Die heutigen Woiwodschaften Schlesien und Oppeln, die die ehemalige preußische Provinz umfassen, allerdings nach Westen und Osten darüber hinausgehen, grenzen an die Woiwodschaften Niederschlesien, Großpolen, Lodsch, Heiligkreuz und Kleinpolen, sowie an das Mährisch-Schlesische Land und das Olmützer Land.
Bedeutende Flüsse Oberschlesiens sind u. a. die Weichsel, die Oder, die Olsa, die Malapane, die Glatzer Neiße, die Oppa, die Raude und die Klodnitz.
Die höchste Erhebung der beiden oberschlesischen Woiwodschaften in Polen ist der 1220 m hohe Widderberg (Barania Góra) im Beskidengebirge (Beskidy). Der höchste Berg im tschechischen Teil Schlesiens ist der 1491 m hohe Altvater (Praděd) im Altvatergebirge (Hrubý Jeseník).
Administrative Zugehörigkeit
Administrativ gehört Oberschlesien, das heute keine politische Einheit bildet, im Westen zur Woiwodschaft Oppeln, im Osten zur Woiwodschaft Schlesien, im Süden zum Mährisch-Schlesischen Land und ein kleiner Teil im Südwesten zum Olmützer Land.
Geschichte
Mittelalter
Nach der Völkerwanderungszeit kamen die slawischen Opolanen (nach ihnen ist die Hauptstadt Oppeln benannt) ins Land und vermischten sich vereinzelt mit zurückgebliebenen Germanen und Kelten.
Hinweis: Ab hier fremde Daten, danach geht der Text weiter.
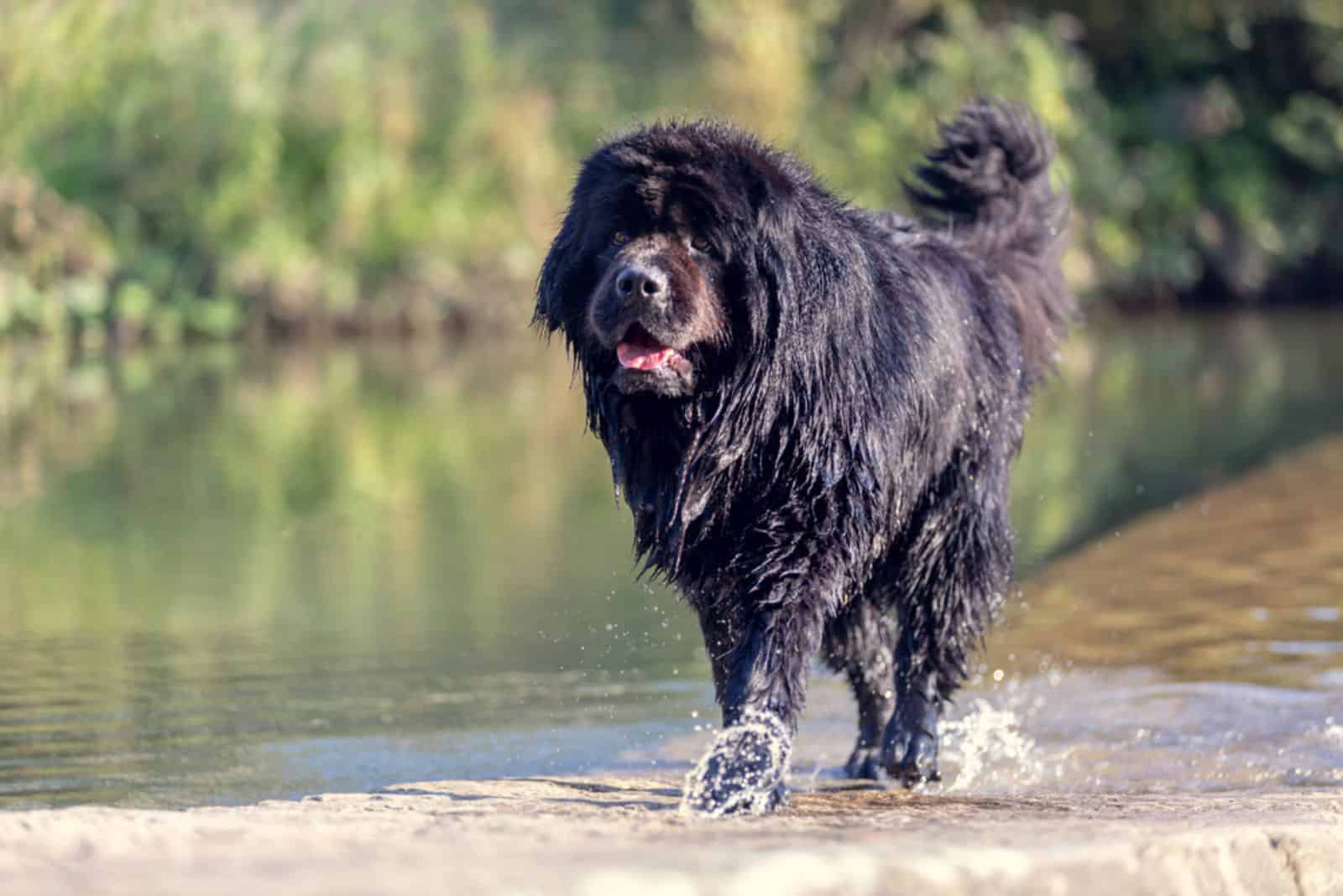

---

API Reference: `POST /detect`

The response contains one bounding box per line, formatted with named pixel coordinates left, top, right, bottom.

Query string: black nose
left=615, top=266, right=667, bottom=300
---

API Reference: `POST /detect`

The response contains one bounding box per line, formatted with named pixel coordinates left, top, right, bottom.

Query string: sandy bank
left=0, top=777, right=1343, bottom=896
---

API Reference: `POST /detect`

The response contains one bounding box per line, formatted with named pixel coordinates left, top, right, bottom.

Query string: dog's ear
left=532, top=206, right=580, bottom=334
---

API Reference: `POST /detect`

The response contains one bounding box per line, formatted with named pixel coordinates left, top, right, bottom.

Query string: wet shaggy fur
left=536, top=101, right=1074, bottom=815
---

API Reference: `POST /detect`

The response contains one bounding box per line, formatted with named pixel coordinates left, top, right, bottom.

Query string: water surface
left=0, top=315, right=1343, bottom=807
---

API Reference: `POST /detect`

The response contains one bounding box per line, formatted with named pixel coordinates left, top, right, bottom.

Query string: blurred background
left=0, top=0, right=1343, bottom=807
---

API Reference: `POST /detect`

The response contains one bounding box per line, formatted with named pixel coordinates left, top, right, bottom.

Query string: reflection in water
left=0, top=316, right=1343, bottom=806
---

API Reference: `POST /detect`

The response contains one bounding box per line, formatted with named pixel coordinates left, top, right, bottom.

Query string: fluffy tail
left=905, top=99, right=1077, bottom=379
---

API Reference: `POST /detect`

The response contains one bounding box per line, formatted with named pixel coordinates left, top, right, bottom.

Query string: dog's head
left=536, top=122, right=792, bottom=399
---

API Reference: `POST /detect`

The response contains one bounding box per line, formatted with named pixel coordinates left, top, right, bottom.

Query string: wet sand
left=0, top=441, right=1343, bottom=896
left=0, top=777, right=1343, bottom=896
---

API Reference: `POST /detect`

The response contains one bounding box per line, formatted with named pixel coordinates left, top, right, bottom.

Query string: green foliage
left=0, top=0, right=1343, bottom=339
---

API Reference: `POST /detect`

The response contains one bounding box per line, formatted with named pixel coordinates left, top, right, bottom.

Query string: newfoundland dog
left=536, top=101, right=1074, bottom=815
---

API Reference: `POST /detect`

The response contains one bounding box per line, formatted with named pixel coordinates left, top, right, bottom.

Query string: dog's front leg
left=681, top=601, right=823, bottom=818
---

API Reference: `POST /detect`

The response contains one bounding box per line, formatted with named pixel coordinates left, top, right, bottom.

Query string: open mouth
left=615, top=323, right=689, bottom=370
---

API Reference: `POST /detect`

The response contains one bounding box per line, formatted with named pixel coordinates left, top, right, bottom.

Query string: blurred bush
left=0, top=0, right=1343, bottom=343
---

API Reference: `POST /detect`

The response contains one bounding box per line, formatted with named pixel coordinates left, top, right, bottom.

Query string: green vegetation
left=0, top=0, right=1343, bottom=345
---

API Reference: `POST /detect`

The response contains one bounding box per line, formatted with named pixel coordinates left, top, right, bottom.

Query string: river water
left=0, top=315, right=1343, bottom=809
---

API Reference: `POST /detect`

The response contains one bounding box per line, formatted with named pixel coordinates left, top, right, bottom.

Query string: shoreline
left=0, top=775, right=1343, bottom=896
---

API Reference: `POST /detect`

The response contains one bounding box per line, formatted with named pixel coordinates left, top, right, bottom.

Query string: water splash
left=942, top=697, right=1045, bottom=793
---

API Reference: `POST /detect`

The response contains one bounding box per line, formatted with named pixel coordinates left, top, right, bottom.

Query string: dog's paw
left=844, top=744, right=886, bottom=781
left=681, top=711, right=792, bottom=818
left=881, top=701, right=942, bottom=787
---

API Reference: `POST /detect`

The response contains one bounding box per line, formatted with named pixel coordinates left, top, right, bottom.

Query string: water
left=0, top=315, right=1343, bottom=807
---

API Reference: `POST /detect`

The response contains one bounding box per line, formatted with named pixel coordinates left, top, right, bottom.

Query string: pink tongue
left=615, top=342, right=676, bottom=370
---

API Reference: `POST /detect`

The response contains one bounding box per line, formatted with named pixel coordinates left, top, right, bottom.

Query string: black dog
left=536, top=102, right=1074, bottom=815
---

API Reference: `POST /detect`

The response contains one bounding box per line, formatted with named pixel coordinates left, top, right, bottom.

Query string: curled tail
left=905, top=99, right=1077, bottom=379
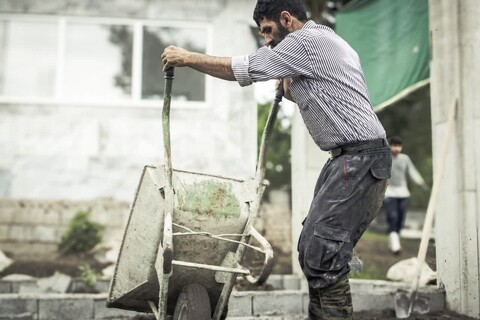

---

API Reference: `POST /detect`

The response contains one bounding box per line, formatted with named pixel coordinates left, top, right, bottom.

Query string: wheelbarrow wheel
left=173, top=283, right=212, bottom=320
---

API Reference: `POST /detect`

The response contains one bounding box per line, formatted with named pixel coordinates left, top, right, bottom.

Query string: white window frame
left=0, top=14, right=213, bottom=109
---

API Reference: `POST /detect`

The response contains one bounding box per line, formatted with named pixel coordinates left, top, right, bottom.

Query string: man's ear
left=280, top=11, right=292, bottom=28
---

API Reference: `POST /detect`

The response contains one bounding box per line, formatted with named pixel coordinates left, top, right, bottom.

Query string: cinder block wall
left=0, top=192, right=291, bottom=260
left=0, top=199, right=129, bottom=259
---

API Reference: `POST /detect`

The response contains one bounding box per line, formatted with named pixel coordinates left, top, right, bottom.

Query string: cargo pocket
left=306, top=225, right=351, bottom=271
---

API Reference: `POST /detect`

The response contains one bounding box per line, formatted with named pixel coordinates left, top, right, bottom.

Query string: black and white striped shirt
left=232, top=21, right=385, bottom=150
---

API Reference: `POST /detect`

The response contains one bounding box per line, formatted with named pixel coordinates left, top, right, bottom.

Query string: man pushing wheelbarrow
left=161, top=0, right=392, bottom=319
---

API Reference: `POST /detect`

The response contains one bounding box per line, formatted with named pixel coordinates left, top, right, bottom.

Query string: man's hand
left=283, top=78, right=295, bottom=102
left=161, top=46, right=191, bottom=71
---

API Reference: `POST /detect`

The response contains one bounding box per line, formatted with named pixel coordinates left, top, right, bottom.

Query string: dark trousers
left=298, top=147, right=392, bottom=319
left=383, top=197, right=408, bottom=233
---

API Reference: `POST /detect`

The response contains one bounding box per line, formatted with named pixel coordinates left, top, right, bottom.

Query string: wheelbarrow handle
left=255, top=79, right=283, bottom=192
left=162, top=68, right=174, bottom=188
left=245, top=226, right=273, bottom=285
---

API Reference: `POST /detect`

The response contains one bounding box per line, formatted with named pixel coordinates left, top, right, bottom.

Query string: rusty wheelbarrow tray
left=107, top=69, right=283, bottom=320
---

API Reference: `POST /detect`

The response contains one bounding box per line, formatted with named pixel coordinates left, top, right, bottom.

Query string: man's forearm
left=185, top=52, right=236, bottom=81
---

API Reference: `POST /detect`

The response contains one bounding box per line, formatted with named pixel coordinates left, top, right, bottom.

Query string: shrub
left=58, top=211, right=104, bottom=255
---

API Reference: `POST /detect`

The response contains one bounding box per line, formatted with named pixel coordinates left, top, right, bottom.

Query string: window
left=63, top=23, right=133, bottom=100
left=0, top=20, right=57, bottom=97
left=0, top=16, right=208, bottom=105
left=142, top=27, right=207, bottom=101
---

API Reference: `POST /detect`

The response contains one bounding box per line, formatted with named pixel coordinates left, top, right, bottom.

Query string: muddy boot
left=316, top=275, right=353, bottom=320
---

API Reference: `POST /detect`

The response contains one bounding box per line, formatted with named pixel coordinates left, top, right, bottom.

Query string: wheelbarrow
left=106, top=68, right=283, bottom=320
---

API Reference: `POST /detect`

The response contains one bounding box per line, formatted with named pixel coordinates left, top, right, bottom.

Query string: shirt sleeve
left=232, top=55, right=253, bottom=87
left=232, top=35, right=311, bottom=86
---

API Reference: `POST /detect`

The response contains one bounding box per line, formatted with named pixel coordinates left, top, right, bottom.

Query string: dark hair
left=253, top=0, right=307, bottom=26
left=388, top=136, right=403, bottom=146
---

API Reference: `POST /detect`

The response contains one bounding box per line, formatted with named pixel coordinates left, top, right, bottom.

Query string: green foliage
left=79, top=264, right=99, bottom=288
left=58, top=211, right=104, bottom=254
left=257, top=103, right=292, bottom=192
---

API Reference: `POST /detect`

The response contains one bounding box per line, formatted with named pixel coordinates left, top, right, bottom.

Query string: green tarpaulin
left=336, top=0, right=430, bottom=111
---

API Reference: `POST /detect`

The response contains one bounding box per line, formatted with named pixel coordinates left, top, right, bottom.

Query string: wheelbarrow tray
left=107, top=165, right=264, bottom=313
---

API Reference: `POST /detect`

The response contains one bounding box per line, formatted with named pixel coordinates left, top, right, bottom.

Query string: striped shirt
left=232, top=21, right=385, bottom=150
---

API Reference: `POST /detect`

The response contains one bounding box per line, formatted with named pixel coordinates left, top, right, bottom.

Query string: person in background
left=161, top=0, right=392, bottom=320
left=383, top=136, right=429, bottom=254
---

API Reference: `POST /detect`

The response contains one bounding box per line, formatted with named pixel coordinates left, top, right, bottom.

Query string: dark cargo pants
left=298, top=146, right=392, bottom=319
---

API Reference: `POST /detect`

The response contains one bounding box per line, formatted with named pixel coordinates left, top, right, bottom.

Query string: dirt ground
left=0, top=231, right=474, bottom=320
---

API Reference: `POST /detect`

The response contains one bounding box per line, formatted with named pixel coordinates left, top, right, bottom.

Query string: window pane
left=64, top=23, right=133, bottom=100
left=142, top=27, right=207, bottom=101
left=0, top=20, right=57, bottom=97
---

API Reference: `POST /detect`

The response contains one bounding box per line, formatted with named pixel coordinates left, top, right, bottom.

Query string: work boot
left=316, top=275, right=353, bottom=320
left=388, top=232, right=402, bottom=254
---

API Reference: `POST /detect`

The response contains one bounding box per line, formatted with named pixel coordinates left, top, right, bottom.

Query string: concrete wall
left=0, top=0, right=257, bottom=201
left=0, top=195, right=291, bottom=262
left=0, top=199, right=129, bottom=260
left=429, top=0, right=480, bottom=318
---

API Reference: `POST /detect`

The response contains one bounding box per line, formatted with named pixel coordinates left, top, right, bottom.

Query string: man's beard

Mieszko I. gliederte Schlesien dem polnischen Piastenreich ein. Als Polen in Teilherzogtümer zerfiel, schlossen sich die schlesischen Piasten dem Heiligen Römischen Reich an. Zweige der Dynastie hielten sich hier länger als in Polen. Wenig später kam Schlesien unter böhmische Oberhoheit. Eng mit Böhmen verbunden blieb es bis zu den Schlesischen Kriegen Friedrichs des Großen.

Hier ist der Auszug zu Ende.